Both agree that their clients want all the work to be done before they buy - they just don't have the time or appetite for a big renovation.
History is important in understanding the rise of Herne Bay, although its ascendancy is well with within recent memory. Barfoot & Thompson agent Carl Madsen, who has worked in the area for 32 years and brokered one of Herne Bay's top sales last year, remembers as a youngster his parents tossing up whether or not to buy in Herne Bay, parts of which fell on hard times in the 1970s and 1980s.
"Sadly, they chose to stay in Blockhouse Bay. But my wife's family took the plunge and moved from New Lynn.
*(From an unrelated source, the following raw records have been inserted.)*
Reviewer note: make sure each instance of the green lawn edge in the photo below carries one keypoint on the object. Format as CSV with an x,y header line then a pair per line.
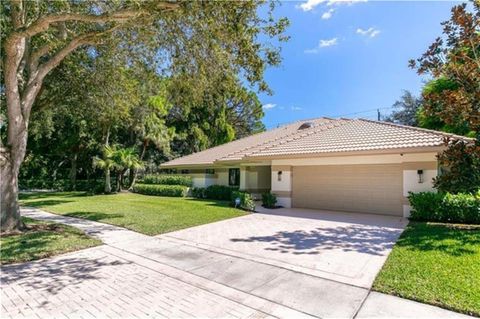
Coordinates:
x,y
149,215
436,264
34,244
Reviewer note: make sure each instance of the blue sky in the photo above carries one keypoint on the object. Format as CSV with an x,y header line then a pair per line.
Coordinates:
x,y
345,58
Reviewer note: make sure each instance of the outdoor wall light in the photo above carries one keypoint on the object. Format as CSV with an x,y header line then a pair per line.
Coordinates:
x,y
420,175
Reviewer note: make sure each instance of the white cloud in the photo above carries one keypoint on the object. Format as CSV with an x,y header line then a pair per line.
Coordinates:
x,y
348,2
311,4
323,44
268,106
327,14
370,32
328,43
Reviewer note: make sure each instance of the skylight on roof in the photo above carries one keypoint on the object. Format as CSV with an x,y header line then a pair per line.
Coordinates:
x,y
306,125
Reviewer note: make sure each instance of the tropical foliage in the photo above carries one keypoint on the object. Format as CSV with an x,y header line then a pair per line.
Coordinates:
x,y
146,74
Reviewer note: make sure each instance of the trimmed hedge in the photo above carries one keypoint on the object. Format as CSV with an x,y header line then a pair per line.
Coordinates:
x,y
246,200
161,190
219,192
198,192
164,179
445,207
269,200
93,186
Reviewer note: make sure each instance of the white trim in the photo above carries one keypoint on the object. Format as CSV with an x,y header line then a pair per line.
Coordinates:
x,y
359,159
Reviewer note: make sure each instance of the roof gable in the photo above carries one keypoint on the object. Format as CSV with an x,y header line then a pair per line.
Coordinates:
x,y
323,135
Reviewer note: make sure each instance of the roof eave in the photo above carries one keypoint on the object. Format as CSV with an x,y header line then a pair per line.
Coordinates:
x,y
425,149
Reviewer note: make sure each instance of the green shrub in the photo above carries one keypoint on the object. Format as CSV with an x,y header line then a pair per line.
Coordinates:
x,y
198,192
92,186
165,179
161,190
219,192
445,207
246,200
269,200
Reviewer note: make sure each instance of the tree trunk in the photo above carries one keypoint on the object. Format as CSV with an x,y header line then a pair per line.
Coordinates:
x,y
108,186
10,212
73,171
134,171
132,178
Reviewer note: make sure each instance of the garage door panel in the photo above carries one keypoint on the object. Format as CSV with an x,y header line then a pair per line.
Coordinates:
x,y
357,188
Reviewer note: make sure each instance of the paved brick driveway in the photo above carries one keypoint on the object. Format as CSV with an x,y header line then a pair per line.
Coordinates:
x,y
183,274
345,247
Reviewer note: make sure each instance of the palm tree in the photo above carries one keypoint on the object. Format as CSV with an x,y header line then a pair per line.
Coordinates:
x,y
106,163
126,159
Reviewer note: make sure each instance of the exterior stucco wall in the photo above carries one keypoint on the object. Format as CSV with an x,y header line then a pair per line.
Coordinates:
x,y
282,184
203,180
222,176
410,164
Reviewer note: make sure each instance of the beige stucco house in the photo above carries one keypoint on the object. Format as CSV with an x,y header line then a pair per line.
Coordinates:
x,y
354,165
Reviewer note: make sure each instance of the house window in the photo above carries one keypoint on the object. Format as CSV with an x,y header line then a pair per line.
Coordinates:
x,y
234,177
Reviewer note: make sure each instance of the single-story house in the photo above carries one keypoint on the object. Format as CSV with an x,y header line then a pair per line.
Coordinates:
x,y
354,165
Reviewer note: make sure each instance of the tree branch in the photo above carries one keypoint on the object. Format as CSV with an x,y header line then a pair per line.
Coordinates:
x,y
43,23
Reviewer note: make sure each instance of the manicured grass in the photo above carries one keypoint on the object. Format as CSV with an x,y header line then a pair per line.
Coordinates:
x,y
42,239
438,264
151,215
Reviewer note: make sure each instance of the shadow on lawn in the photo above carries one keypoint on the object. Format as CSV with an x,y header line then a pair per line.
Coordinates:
x,y
47,202
55,275
39,195
443,238
370,240
95,216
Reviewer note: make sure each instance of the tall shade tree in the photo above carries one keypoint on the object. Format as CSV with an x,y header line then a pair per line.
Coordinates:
x,y
452,97
182,36
454,63
406,109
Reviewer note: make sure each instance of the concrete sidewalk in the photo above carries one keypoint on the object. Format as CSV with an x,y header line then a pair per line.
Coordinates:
x,y
138,275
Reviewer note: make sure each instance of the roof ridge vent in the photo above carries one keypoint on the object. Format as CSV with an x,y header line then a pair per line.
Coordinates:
x,y
306,125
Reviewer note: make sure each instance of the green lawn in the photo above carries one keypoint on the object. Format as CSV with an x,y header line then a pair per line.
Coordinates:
x,y
42,239
437,264
151,215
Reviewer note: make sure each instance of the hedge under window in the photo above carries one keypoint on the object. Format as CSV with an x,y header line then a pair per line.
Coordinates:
x,y
234,177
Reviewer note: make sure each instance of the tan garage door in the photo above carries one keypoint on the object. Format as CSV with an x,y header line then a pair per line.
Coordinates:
x,y
356,188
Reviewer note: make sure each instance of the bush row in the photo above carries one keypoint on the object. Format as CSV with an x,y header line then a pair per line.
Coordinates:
x,y
163,179
269,200
245,200
94,186
218,192
445,207
161,190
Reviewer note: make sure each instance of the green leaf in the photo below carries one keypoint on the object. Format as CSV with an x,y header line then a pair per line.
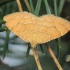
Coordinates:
x,y
47,7
38,5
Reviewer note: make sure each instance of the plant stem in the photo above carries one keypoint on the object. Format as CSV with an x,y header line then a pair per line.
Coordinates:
x,y
54,58
27,4
37,59
61,4
58,48
55,7
47,7
6,43
28,50
37,9
41,47
19,5
31,5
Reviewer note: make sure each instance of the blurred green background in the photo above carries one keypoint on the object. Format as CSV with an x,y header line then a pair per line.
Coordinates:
x,y
14,50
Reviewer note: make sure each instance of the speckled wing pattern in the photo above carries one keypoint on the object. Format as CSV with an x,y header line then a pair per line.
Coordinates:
x,y
36,30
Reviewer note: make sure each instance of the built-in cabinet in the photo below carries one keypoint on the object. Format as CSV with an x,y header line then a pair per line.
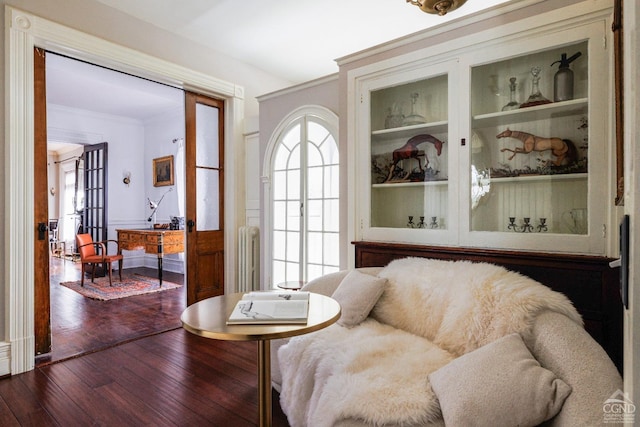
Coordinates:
x,y
500,142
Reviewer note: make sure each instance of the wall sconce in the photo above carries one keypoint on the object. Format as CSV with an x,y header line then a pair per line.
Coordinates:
x,y
440,7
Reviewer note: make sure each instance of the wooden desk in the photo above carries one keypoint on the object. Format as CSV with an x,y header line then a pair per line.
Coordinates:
x,y
153,241
208,318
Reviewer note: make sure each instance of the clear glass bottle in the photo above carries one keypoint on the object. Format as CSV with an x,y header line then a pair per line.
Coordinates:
x,y
512,104
536,97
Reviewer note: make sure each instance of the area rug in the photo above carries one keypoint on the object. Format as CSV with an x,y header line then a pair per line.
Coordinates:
x,y
131,284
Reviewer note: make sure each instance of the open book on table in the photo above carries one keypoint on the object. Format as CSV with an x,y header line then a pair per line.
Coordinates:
x,y
270,307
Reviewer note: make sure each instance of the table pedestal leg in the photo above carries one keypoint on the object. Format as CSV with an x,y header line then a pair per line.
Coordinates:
x,y
160,269
264,382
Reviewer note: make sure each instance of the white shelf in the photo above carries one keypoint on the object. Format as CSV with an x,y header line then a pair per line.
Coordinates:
x,y
410,184
409,131
539,178
539,112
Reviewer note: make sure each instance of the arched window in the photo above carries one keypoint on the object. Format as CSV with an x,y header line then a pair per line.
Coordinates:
x,y
305,198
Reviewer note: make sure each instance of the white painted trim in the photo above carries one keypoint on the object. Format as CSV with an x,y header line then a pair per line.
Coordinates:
x,y
24,31
5,358
298,88
631,42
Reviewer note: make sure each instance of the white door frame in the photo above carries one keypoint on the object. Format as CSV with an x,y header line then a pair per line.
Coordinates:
x,y
631,28
23,32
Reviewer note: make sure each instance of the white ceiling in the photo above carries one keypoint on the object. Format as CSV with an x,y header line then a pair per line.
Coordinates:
x,y
294,40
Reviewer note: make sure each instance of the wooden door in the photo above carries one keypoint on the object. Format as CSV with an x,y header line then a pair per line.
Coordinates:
x,y
204,166
94,208
42,309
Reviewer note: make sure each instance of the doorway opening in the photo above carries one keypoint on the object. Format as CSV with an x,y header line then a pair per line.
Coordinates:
x,y
139,120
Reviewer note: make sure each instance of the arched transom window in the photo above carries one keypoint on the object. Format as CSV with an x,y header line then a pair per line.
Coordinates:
x,y
305,194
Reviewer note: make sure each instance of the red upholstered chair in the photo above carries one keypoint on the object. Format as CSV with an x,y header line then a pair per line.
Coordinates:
x,y
96,253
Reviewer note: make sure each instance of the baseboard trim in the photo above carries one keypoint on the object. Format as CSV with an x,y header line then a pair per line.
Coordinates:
x,y
5,359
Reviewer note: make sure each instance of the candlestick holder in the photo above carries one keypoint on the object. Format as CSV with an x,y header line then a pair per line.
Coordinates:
x,y
526,226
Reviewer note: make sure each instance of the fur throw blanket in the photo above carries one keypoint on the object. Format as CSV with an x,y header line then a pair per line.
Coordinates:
x,y
372,372
461,305
430,312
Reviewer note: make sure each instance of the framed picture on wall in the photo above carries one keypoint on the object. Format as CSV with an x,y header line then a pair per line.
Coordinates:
x,y
163,171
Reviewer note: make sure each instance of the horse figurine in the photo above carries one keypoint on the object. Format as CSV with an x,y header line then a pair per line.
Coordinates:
x,y
564,150
410,151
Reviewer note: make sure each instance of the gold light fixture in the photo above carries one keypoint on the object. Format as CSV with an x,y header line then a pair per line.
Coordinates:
x,y
441,7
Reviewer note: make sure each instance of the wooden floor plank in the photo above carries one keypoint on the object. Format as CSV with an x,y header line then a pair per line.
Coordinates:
x,y
159,388
130,364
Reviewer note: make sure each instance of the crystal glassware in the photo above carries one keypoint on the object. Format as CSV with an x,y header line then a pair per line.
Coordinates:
x,y
536,97
512,104
413,118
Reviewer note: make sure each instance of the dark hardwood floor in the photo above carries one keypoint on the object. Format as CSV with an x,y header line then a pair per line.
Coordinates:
x,y
129,363
168,379
82,325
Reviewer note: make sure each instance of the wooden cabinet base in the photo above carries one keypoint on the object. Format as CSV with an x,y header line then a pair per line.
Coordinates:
x,y
587,281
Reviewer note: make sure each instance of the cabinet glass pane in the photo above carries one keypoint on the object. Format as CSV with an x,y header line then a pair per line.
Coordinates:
x,y
409,155
529,143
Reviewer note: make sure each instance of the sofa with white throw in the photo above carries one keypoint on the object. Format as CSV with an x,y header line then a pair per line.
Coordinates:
x,y
425,342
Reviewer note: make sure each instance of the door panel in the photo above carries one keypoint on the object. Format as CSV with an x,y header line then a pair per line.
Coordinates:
x,y
204,154
42,320
94,211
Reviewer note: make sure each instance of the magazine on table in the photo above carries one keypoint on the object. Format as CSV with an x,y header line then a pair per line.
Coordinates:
x,y
271,307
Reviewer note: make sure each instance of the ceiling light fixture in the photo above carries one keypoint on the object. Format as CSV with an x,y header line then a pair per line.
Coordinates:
x,y
441,7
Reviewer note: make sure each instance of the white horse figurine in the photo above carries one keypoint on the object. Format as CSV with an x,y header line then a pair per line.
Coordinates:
x,y
564,150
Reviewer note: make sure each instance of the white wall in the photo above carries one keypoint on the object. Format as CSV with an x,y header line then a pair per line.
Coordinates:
x,y
132,145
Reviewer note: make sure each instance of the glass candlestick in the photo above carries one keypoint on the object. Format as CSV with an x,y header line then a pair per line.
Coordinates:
x,y
512,105
536,97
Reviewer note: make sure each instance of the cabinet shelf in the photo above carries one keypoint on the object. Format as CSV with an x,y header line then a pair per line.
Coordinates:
x,y
410,184
541,178
540,112
409,131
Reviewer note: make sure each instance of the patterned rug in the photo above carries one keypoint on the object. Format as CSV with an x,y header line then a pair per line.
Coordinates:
x,y
132,284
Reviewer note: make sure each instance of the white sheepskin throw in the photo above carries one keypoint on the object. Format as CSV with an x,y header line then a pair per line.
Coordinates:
x,y
372,372
460,305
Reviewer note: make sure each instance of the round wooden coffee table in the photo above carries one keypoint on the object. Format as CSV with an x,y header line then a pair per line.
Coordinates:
x,y
208,318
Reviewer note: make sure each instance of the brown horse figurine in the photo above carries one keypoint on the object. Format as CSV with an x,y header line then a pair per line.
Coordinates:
x,y
410,151
564,150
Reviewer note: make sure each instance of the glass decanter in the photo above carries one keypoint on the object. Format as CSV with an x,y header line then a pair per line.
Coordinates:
x,y
536,97
512,104
413,118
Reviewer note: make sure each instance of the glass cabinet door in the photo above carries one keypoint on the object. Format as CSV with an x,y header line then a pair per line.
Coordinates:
x,y
409,165
529,143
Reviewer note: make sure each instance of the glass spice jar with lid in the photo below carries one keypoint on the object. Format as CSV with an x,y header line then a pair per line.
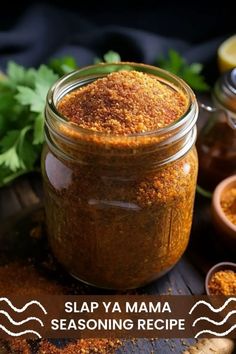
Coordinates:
x,y
216,143
119,168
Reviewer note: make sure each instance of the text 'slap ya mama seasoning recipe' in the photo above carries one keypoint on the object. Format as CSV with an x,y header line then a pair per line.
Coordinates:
x,y
119,170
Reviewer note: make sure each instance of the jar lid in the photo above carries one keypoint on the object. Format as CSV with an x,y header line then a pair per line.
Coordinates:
x,y
225,90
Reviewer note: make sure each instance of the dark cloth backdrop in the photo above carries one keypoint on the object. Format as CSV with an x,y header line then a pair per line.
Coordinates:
x,y
31,33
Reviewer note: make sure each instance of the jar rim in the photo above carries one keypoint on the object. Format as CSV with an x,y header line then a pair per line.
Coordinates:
x,y
71,81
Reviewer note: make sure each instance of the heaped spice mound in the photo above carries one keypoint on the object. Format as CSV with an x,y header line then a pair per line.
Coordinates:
x,y
123,103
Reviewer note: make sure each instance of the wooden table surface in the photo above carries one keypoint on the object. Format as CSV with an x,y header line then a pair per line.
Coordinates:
x,y
187,277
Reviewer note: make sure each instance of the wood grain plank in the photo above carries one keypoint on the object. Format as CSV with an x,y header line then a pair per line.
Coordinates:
x,y
9,203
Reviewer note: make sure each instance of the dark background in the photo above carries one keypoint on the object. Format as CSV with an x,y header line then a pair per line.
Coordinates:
x,y
31,32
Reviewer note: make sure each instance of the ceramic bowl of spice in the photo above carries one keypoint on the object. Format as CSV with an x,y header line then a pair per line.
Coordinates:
x,y
224,210
221,279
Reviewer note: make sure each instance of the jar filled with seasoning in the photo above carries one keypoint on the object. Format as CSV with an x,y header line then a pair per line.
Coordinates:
x,y
119,168
216,143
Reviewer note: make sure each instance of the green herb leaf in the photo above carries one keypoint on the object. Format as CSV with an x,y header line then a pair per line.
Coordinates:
x,y
176,64
63,65
28,97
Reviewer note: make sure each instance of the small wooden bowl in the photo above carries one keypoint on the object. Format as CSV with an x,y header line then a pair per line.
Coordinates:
x,y
226,229
216,268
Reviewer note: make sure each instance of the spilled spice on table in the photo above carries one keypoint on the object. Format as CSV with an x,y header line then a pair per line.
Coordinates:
x,y
223,283
82,346
22,279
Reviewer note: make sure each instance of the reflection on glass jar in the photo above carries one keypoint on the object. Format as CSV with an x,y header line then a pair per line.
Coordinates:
x,y
119,208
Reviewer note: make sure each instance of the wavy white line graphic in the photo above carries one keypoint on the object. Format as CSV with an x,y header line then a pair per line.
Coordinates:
x,y
19,333
211,307
212,321
21,322
22,309
216,333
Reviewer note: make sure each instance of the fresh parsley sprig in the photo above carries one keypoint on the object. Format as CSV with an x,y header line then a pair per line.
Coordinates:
x,y
22,101
191,73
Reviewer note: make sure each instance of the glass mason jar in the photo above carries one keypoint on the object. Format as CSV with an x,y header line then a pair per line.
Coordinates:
x,y
118,208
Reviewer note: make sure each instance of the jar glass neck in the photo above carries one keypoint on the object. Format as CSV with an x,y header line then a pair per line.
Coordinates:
x,y
84,146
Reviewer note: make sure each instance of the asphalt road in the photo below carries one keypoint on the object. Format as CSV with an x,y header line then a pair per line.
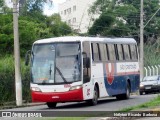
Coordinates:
x,y
106,104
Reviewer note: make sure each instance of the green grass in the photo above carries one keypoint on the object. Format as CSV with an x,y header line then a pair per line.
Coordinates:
x,y
152,103
7,80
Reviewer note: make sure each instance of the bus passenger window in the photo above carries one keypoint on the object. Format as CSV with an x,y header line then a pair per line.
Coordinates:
x,y
133,52
126,52
120,52
111,51
103,52
95,52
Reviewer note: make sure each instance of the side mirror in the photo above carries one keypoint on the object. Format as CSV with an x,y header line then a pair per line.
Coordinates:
x,y
27,56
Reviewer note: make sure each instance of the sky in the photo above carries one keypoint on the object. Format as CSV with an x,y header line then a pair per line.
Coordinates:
x,y
54,9
47,10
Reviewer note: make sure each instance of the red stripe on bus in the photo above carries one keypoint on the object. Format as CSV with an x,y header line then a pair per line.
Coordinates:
x,y
127,73
74,95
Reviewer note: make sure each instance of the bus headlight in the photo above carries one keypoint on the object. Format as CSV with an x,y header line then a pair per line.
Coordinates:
x,y
76,87
36,89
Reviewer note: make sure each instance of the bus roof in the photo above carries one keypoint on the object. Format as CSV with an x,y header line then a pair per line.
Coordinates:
x,y
92,39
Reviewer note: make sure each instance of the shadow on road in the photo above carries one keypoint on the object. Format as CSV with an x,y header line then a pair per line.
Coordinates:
x,y
85,104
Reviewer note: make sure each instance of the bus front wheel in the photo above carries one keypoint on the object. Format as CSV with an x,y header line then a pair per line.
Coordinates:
x,y
51,104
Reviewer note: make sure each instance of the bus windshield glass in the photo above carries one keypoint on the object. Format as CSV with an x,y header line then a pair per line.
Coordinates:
x,y
56,63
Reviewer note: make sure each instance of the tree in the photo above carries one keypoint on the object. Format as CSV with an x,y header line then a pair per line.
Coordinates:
x,y
1,3
126,17
57,27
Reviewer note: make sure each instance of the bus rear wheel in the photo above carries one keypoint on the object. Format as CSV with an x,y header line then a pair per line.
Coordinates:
x,y
94,100
51,104
126,95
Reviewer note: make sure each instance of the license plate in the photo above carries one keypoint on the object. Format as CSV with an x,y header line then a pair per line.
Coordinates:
x,y
147,87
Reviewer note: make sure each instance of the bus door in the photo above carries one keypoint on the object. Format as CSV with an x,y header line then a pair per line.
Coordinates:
x,y
87,84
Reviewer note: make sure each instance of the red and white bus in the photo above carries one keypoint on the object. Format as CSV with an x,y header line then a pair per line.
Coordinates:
x,y
71,69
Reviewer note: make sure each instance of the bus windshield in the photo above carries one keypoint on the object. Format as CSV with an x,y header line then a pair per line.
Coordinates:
x,y
56,63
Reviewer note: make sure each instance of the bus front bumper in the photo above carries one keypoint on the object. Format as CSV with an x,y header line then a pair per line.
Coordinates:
x,y
69,96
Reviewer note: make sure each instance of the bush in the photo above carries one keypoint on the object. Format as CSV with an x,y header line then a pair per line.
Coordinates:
x,y
7,80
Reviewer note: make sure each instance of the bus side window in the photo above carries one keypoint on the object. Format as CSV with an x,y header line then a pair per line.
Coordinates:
x,y
107,52
126,52
116,51
95,52
111,51
120,52
86,71
103,52
133,52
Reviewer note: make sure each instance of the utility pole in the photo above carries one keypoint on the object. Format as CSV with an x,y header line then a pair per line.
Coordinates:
x,y
18,82
141,43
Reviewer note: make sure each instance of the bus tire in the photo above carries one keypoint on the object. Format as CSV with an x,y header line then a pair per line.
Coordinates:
x,y
51,104
126,95
128,90
141,93
94,101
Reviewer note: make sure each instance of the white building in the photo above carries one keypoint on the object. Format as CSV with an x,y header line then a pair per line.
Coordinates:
x,y
75,13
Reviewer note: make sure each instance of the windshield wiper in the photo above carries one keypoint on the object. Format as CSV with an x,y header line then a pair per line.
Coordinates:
x,y
60,73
Now, of course, everyone wants to move here for the lifestyle," he says, adding that the revival of the western fringe of the city around Wynyard Quarter and Westhaven has helped connect Herne Bay and Saint Marys Bay back to the city.
UP agent Patrick McCarthy says it's harder to get a top home in Herne Bay because it has fewer homes in total than Remuera - 1349 as opposed to 10,056, according to OneRoof data (although nearly 30 per cent of Herne Bay's stock is valued at $5m and above while just 12 per cent of Remuera's total stock is in that price bracket).
"Getting home from town and being on the water in 10 minutes, that's hard to beat anywhere around the world. Some people will only take Marine Parade, others won't go to the eastern [city] end."
McCarthy says smaller streets around the main draw-cards of Marine Parade and Cremorne and Argyle streets - such as Bella Vista, Galatea and Herne Bay roads - are increasing in popularity. He's also noticed a drift to properties closer to Ponsonby and Jervois roads.
"Older buyers coming back from the eastern suburbs, they like to walk up to the restaurants with their mates. Even the younger families now, there are buses and car-pools to the private schools so that's been a change."
McCarthy says the downsizer market in Herne Bay is forcing developers to up their game and offerings in the suburb. Bayleys Ponsonby agent Blair Haddow agrees, noting that he has buyers who would spend $5m or more for the right place.